The potential impact of this research is significant to preterm infants and their families, as well as to the fields of neuroscience, neonatology, and developmental biology. Sadly, preterm birth affects 15 million infants worldwide annually. This study may considerably influence neonatology practices to utilize oxygen therapy in a judicious manner to improve outcomes for infants affected by preterm birth worldwide. Furthermore, this study links BPD with abnormal neurodevelopment, by uncovering the role of NPCs and their vascular niche. It therefore fills key gaps in our knowledge and provides new cellular therapeutic targets to explore in future research. Moreover, Lithopoulos and colleagues identified molecular mechanisms that may contribute to hyperoxia-induced impairments. The mechanisms highlighted in this research, as well as data the research group has shared publicly, can stimulate additional research to further our understanding of hyperoxia-induced brain injury and lead to the development of potential therapies to aid this vulnerable patient population. This research also demonstrates that early perturbations in brain development during the postnatal period can have life-long consequences. And, finally, the clinically pertinent baboon model used in the study can be used in the future to better understand neurodevelopmental disorders at unique gestational timepoints.

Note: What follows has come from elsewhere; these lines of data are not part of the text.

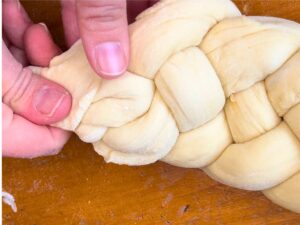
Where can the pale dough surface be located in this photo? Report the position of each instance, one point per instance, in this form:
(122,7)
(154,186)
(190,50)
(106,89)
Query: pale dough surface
(206,88)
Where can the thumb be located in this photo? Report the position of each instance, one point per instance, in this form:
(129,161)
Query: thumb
(104,31)
(35,98)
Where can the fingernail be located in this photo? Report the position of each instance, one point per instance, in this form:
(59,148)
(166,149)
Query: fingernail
(110,58)
(47,100)
(45,27)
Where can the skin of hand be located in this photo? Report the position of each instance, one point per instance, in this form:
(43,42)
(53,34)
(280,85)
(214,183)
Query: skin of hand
(30,102)
(103,27)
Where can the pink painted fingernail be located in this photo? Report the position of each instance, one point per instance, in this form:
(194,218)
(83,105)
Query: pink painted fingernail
(110,58)
(45,27)
(47,100)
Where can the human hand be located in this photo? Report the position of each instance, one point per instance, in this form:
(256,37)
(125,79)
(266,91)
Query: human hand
(29,101)
(102,25)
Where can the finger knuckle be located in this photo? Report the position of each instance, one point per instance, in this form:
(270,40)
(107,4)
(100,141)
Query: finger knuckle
(19,88)
(105,17)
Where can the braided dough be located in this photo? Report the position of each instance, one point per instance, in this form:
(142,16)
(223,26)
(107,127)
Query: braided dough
(206,88)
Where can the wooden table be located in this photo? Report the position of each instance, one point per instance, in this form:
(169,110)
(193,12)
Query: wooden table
(78,187)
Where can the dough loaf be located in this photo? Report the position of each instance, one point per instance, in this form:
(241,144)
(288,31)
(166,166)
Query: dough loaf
(206,88)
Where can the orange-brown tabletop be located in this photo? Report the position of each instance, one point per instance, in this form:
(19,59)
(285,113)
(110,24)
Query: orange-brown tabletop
(78,187)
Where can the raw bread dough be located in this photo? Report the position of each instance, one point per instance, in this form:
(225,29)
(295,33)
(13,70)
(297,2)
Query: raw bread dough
(206,88)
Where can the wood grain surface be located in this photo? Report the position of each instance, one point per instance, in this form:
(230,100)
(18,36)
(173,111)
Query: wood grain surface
(78,187)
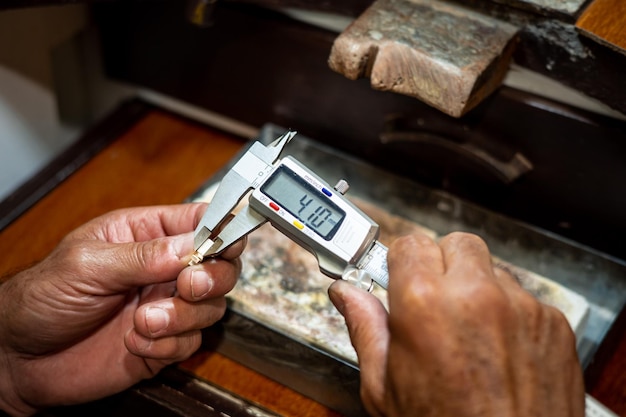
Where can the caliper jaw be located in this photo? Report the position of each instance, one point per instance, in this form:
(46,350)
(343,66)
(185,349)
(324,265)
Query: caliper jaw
(248,173)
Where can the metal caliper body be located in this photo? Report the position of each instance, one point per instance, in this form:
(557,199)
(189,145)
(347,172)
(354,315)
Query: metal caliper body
(300,205)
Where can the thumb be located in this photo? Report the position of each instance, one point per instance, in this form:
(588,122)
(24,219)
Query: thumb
(366,319)
(136,264)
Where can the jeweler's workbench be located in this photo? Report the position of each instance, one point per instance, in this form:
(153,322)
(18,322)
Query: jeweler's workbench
(144,156)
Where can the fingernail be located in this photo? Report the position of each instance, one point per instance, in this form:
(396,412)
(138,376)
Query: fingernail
(336,295)
(141,344)
(157,319)
(181,245)
(201,284)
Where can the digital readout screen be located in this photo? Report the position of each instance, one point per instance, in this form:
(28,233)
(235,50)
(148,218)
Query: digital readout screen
(304,202)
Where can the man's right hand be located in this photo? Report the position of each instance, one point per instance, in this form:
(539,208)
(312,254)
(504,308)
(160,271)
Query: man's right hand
(461,339)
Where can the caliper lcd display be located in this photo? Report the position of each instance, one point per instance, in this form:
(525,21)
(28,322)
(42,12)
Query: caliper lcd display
(303,201)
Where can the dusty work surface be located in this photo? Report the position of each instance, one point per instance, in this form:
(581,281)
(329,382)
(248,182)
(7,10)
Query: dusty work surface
(282,287)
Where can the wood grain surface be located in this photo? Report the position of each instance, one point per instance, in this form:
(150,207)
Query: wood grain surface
(161,160)
(605,22)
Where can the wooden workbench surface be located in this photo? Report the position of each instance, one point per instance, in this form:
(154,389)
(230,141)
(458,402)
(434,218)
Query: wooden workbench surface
(163,159)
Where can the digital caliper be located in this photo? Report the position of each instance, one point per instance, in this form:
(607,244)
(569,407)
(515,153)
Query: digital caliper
(300,205)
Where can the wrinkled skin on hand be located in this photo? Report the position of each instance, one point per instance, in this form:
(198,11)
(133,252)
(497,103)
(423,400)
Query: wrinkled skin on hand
(114,303)
(461,338)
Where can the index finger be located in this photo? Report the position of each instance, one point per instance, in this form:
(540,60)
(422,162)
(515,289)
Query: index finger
(464,252)
(413,257)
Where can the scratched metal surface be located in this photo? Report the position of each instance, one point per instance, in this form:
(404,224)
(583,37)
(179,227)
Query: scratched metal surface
(567,7)
(282,288)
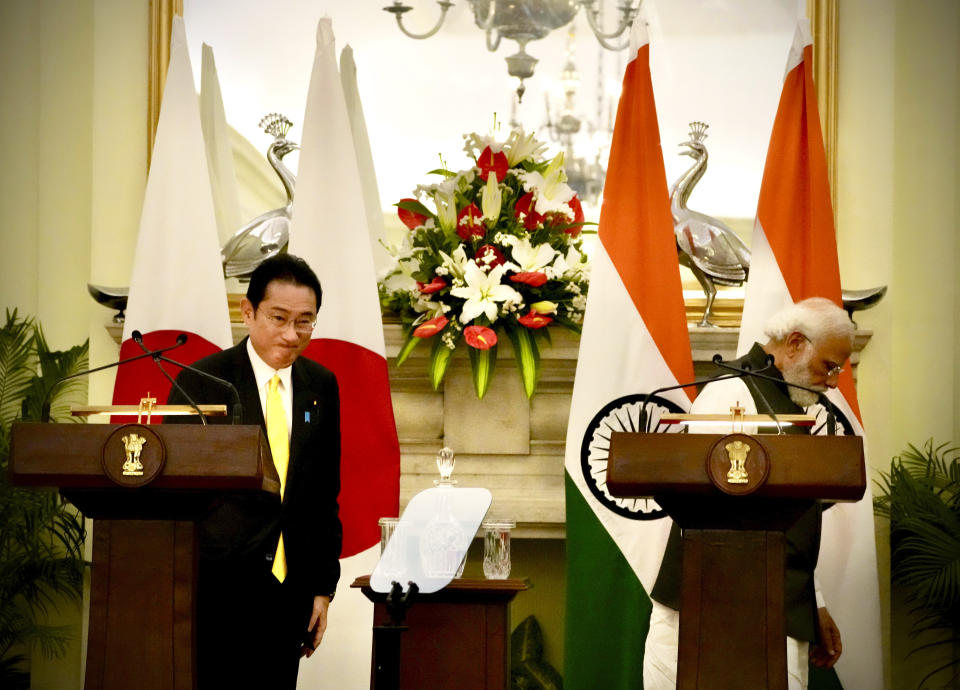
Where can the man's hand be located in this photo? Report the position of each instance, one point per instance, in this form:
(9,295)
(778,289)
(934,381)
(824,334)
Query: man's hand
(826,653)
(317,626)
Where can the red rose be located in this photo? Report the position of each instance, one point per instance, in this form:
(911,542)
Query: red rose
(480,337)
(531,278)
(534,320)
(525,205)
(488,162)
(489,256)
(431,327)
(409,218)
(470,222)
(435,285)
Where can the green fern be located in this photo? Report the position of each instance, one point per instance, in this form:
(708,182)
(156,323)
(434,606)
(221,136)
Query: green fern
(41,538)
(921,498)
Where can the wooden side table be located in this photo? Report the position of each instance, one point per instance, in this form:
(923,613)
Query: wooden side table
(457,638)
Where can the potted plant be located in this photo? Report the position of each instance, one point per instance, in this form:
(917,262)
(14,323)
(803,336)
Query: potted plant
(920,495)
(41,537)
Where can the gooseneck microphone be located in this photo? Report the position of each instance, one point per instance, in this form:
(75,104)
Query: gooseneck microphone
(181,339)
(831,408)
(237,407)
(644,422)
(45,406)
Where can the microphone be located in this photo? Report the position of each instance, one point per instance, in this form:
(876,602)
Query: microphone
(643,422)
(181,339)
(237,406)
(45,406)
(831,408)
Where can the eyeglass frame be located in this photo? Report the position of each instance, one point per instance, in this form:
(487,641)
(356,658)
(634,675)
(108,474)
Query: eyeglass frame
(835,370)
(281,323)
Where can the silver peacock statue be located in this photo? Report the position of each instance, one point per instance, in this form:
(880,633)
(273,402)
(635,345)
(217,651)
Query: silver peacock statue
(714,252)
(267,234)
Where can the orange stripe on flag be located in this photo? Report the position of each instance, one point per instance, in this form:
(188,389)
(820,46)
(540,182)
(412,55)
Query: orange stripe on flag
(636,226)
(794,207)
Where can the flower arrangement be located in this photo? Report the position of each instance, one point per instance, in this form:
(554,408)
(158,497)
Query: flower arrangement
(499,253)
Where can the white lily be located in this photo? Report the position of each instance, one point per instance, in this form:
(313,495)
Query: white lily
(527,257)
(446,209)
(550,190)
(456,263)
(482,292)
(519,147)
(569,266)
(544,307)
(491,199)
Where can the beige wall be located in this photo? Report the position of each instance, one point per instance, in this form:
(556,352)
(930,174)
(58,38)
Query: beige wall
(72,132)
(897,219)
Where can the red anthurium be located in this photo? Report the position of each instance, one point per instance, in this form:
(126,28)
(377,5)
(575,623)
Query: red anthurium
(470,222)
(489,257)
(409,218)
(534,320)
(435,285)
(431,327)
(578,218)
(488,162)
(525,206)
(480,337)
(531,278)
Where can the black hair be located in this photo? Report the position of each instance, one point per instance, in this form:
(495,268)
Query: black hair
(285,268)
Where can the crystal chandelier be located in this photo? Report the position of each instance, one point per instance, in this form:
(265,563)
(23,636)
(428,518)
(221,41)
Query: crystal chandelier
(585,144)
(524,21)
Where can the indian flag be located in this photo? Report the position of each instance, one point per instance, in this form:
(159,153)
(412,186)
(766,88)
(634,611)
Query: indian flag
(329,229)
(634,340)
(794,252)
(177,283)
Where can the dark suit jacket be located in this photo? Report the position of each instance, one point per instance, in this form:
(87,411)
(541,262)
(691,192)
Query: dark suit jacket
(243,529)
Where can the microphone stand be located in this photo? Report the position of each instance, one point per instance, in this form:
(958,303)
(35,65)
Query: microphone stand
(45,406)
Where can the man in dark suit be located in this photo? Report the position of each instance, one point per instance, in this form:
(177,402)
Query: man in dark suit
(810,341)
(263,598)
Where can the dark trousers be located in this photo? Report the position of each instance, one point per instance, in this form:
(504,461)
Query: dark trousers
(249,627)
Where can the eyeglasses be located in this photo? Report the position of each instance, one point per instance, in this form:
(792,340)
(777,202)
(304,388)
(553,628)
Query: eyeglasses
(301,325)
(832,368)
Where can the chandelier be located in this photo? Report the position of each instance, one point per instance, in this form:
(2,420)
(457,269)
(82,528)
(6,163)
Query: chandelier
(523,21)
(585,144)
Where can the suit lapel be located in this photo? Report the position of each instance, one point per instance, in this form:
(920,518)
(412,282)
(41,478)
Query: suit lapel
(303,403)
(247,387)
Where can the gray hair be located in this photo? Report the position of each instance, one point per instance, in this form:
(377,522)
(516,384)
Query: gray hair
(815,317)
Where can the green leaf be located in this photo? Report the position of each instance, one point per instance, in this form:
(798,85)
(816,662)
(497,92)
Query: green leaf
(482,362)
(18,365)
(408,344)
(439,359)
(416,207)
(528,358)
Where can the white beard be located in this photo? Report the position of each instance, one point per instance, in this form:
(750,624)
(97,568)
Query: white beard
(799,374)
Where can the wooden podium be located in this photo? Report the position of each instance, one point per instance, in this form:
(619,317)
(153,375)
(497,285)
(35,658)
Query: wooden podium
(734,496)
(458,637)
(142,608)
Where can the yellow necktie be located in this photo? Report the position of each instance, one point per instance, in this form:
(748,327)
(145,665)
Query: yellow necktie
(280,449)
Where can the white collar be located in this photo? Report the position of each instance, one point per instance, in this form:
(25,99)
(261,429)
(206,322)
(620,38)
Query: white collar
(263,372)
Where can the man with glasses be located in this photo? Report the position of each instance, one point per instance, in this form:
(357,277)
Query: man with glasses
(269,567)
(810,341)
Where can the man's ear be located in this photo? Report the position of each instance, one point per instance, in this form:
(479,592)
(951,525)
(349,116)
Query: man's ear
(246,310)
(795,342)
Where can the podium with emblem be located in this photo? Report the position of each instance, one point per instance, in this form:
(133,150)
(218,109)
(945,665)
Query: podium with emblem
(145,486)
(734,496)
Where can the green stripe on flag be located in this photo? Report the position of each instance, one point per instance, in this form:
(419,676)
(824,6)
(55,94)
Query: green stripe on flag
(608,611)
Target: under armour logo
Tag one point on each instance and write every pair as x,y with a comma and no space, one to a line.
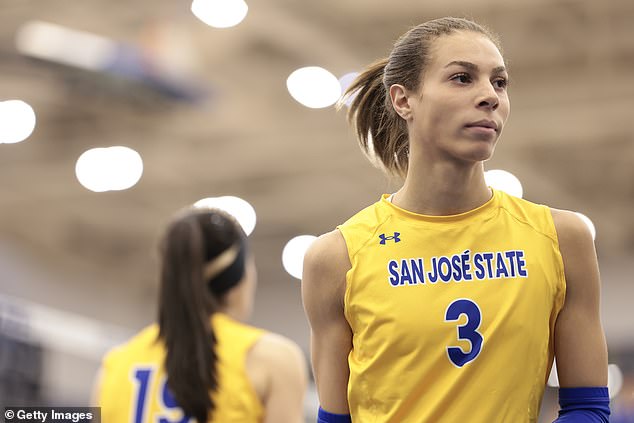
395,237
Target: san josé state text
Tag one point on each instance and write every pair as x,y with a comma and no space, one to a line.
465,266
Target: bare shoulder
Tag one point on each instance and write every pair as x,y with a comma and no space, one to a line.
570,227
275,360
272,349
578,253
327,257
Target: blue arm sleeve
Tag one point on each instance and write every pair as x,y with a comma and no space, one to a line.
325,417
584,405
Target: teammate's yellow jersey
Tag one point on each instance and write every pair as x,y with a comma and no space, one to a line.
132,387
452,316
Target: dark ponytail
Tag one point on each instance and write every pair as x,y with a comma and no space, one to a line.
186,304
381,132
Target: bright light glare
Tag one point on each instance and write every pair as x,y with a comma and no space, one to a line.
220,13
345,81
293,254
314,87
504,181
235,206
109,169
64,45
615,380
588,223
17,121
553,379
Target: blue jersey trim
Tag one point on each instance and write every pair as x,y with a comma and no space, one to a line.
584,405
325,417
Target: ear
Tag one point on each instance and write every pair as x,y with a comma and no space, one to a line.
400,101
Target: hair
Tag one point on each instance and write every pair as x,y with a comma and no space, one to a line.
192,240
381,132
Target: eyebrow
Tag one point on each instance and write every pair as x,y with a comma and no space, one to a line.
473,67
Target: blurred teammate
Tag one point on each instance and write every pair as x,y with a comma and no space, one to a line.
446,301
200,360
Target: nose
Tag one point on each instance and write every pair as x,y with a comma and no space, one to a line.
488,97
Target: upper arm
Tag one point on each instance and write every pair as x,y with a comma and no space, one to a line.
323,288
279,369
580,346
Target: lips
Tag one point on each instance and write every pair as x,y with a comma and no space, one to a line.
490,124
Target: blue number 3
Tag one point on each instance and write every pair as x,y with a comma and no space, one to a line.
143,377
468,331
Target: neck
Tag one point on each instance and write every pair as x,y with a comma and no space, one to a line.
443,189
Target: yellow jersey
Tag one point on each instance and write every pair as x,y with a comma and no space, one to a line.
452,316
133,389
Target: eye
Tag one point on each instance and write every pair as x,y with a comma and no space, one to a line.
462,78
501,83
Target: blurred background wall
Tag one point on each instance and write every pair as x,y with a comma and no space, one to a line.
208,112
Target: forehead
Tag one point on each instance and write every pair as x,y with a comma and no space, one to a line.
465,46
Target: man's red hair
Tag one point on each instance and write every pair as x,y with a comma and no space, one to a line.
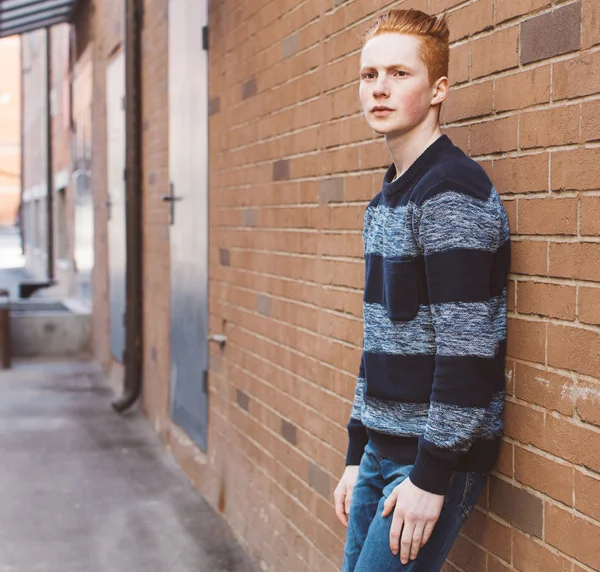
433,31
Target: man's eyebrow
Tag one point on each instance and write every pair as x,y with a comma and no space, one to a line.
364,68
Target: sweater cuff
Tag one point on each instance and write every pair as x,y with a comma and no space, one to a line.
430,473
357,442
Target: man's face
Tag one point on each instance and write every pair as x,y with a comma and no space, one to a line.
393,76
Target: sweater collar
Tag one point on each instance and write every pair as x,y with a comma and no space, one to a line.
420,164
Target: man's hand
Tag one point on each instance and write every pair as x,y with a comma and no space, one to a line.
417,511
343,493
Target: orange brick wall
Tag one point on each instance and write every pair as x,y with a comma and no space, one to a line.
292,166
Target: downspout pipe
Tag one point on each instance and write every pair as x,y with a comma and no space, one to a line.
132,386
49,166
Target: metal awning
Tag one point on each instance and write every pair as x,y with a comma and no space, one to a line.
20,16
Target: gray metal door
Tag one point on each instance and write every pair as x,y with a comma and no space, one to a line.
188,204
115,130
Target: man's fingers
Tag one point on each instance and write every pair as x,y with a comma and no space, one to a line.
395,531
340,511
416,540
428,531
390,503
406,540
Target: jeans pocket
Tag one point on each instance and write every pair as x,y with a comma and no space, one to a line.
474,483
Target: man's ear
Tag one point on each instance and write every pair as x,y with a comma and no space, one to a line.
440,91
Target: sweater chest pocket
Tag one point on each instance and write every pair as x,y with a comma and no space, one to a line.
401,291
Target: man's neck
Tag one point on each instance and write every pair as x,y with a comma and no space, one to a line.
406,148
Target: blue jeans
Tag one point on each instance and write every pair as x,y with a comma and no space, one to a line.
367,539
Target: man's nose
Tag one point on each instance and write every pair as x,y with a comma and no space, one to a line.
381,87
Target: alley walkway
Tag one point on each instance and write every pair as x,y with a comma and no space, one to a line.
85,490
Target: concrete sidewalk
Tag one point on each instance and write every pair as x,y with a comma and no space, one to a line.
83,489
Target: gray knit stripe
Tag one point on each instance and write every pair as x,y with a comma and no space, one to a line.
394,417
465,328
398,240
359,393
382,336
467,222
455,428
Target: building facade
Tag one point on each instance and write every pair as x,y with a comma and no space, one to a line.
10,135
257,165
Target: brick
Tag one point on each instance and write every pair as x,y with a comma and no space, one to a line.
511,292
489,533
550,300
281,170
524,424
548,216
472,101
458,70
319,480
545,388
587,494
545,475
495,53
575,77
508,9
573,535
504,464
249,88
471,19
590,215
522,89
573,442
575,170
263,304
467,556
517,506
575,260
494,136
530,554
551,34
591,23
331,190
289,46
288,431
590,121
589,305
574,349
224,256
525,174
587,402
526,340
242,400
529,257
555,126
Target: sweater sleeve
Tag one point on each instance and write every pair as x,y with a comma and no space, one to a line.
357,433
459,233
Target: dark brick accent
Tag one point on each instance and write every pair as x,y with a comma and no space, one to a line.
289,46
331,190
249,88
263,304
224,256
551,34
243,400
318,480
517,506
281,170
288,430
214,105
249,217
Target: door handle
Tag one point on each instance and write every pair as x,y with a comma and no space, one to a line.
172,199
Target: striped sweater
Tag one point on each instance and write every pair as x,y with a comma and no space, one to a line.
430,389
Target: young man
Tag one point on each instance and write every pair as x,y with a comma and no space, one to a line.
427,417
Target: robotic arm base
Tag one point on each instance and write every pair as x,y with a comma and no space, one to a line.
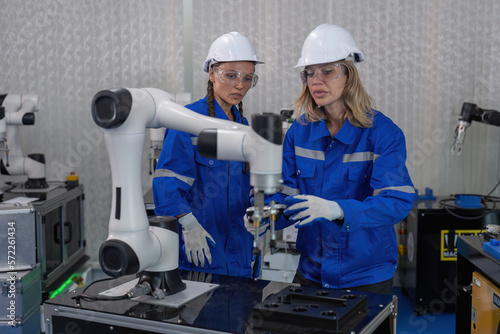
169,282
117,258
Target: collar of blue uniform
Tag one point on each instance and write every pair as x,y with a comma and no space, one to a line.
346,134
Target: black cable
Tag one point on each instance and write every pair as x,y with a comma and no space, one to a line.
484,206
91,298
95,298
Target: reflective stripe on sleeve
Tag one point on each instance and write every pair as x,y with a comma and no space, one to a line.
169,173
405,189
360,156
311,154
289,191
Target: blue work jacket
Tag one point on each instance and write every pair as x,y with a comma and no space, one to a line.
215,191
363,170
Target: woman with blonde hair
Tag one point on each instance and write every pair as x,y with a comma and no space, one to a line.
344,175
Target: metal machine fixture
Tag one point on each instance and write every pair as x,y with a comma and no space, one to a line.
133,244
471,112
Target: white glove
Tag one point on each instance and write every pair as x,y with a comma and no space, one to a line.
264,225
196,240
307,209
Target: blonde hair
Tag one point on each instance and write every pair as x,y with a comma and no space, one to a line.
357,103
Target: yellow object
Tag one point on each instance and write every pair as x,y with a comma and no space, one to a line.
485,305
72,177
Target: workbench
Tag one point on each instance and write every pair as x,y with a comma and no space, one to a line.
233,307
471,258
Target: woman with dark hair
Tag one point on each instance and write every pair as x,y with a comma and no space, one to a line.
208,196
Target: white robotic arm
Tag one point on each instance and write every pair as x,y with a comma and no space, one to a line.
124,114
19,110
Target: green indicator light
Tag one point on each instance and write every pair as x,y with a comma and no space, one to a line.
62,287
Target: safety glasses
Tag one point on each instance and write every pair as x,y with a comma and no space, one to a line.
325,73
233,78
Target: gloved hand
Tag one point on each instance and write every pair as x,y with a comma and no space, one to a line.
264,225
196,240
307,209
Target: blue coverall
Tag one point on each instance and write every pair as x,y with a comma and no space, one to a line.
363,170
216,192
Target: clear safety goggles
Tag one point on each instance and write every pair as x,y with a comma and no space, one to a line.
325,73
232,78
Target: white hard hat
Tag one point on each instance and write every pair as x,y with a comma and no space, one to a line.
329,43
232,46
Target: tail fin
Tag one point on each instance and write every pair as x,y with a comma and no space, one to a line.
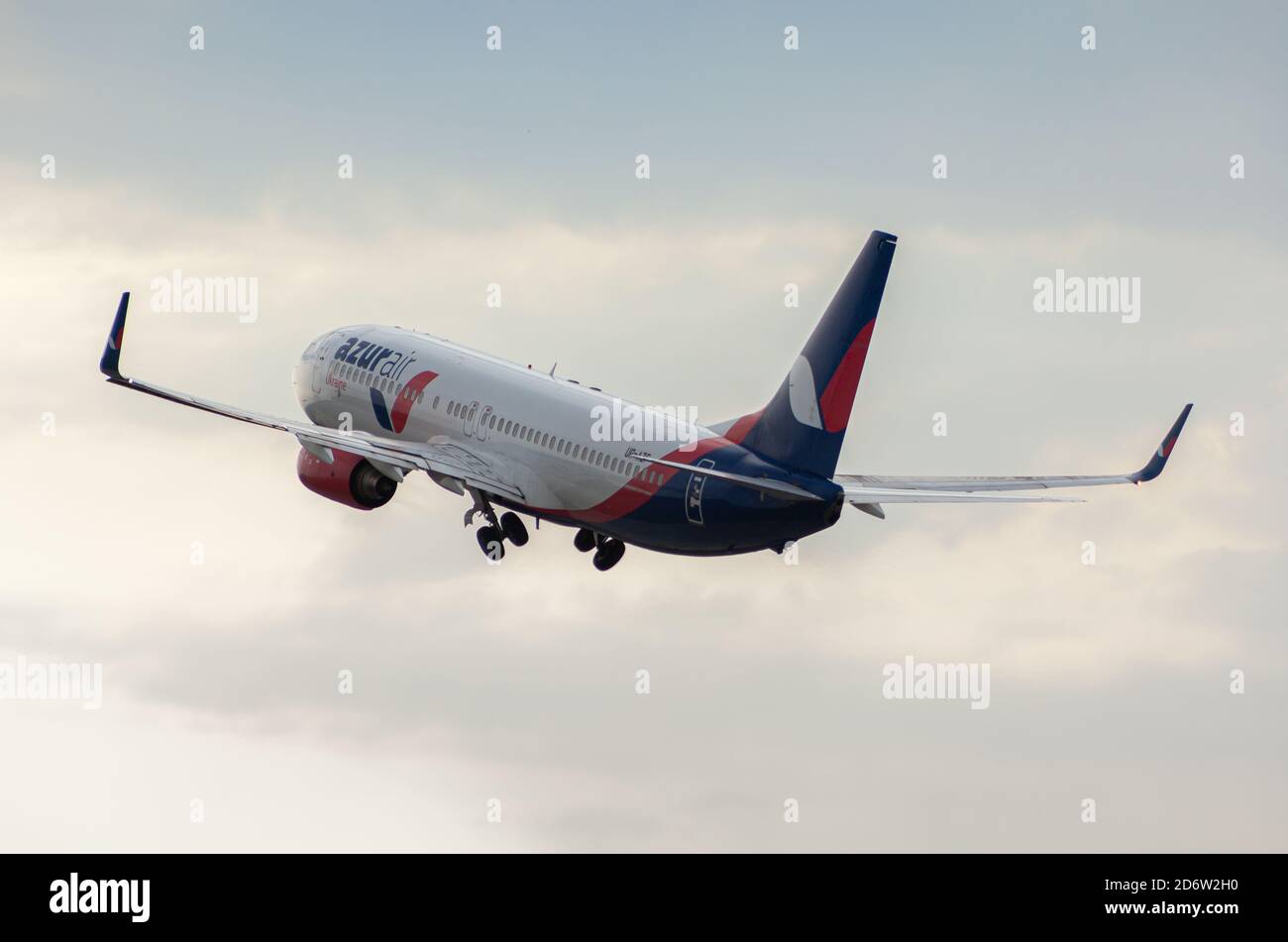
804,424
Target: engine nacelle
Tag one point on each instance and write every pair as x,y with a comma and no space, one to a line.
351,478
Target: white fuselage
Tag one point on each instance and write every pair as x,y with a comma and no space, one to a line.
433,390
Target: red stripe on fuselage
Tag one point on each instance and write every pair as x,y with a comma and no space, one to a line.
407,398
635,493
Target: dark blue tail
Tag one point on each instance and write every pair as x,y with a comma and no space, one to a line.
804,424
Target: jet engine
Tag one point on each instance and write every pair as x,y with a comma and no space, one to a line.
349,478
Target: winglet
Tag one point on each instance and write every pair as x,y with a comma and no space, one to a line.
110,365
1159,459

About Dr. Marissa Lithopoulos
Dr. Marissa Lithopoulos’ passion for improving the lives of preterm infants stems from losing her brother to preterm birth complications. Dr. Lithopoulos conducted this research as a PhD student in the laboratory of Dr. Bernard Thébaud at the Ottawa Hospital Research Institute, after obtaining a Canadian Institutes of Health Research (CIHR) Frederick Banting and Charles Best Canada Graduate Scholarship. As the project team lead, she conceptualized and designed the experiments in this study and acquired most of the data. This was a highly collaborative study and several researchers contributed intellectually. In instances that required the expertise of others, Dr. Lithopoulos sought out local neuroscience experts: Drs. Baptiste Lacoste, Jing Wang, Diane Lagace, and Ruth Slack. For neonatal baboon experiments, Dr. Lithopoulos facilitated an international collaboration with world renowned scientists and acquired a CIHR Michael Smith Foreign Study Supplement, to conduct experiments at the University of Texas at San Antonio, which houses the only preterm baboon model in the world. With guidance from Drs. Steven Seidner, Shamimunisa Mustafa, Alvaro Moreira, and Cynthia Blanco, she became the first scientist to isolate NPCs from preterm neonatal baboons, which helped strengthen the clinical relevance of this study. Dr. Lithopoulos interpreted the data with assistance from her supervisor and collaborators and wrote the research publication. Dr. Lithopoulos received her PhD in June 2021 and is now a Postdoctoral Fellow at the Hospital for Sick Children and a Visiting Scientist at The University of British Columbia working with prominent world leaders in the field of stem cell biology, Dr. David Kaplan and Dr. Freda Miller. Dr. Lithopoulos is supported by a CIHR Fellowship and continues her research to understand and improve preterm birth outcomes.
Source of funding
This study was supported by CIHR, the Stem Cell Network, the Ontario Institute for Regenerative Medicine, the Children’s Hospital of Eastern Ontario Foundation, and Fundação de Amparo à Pesquisa do Estado de São Paulo #2021/12354-8, #2018/09125-4.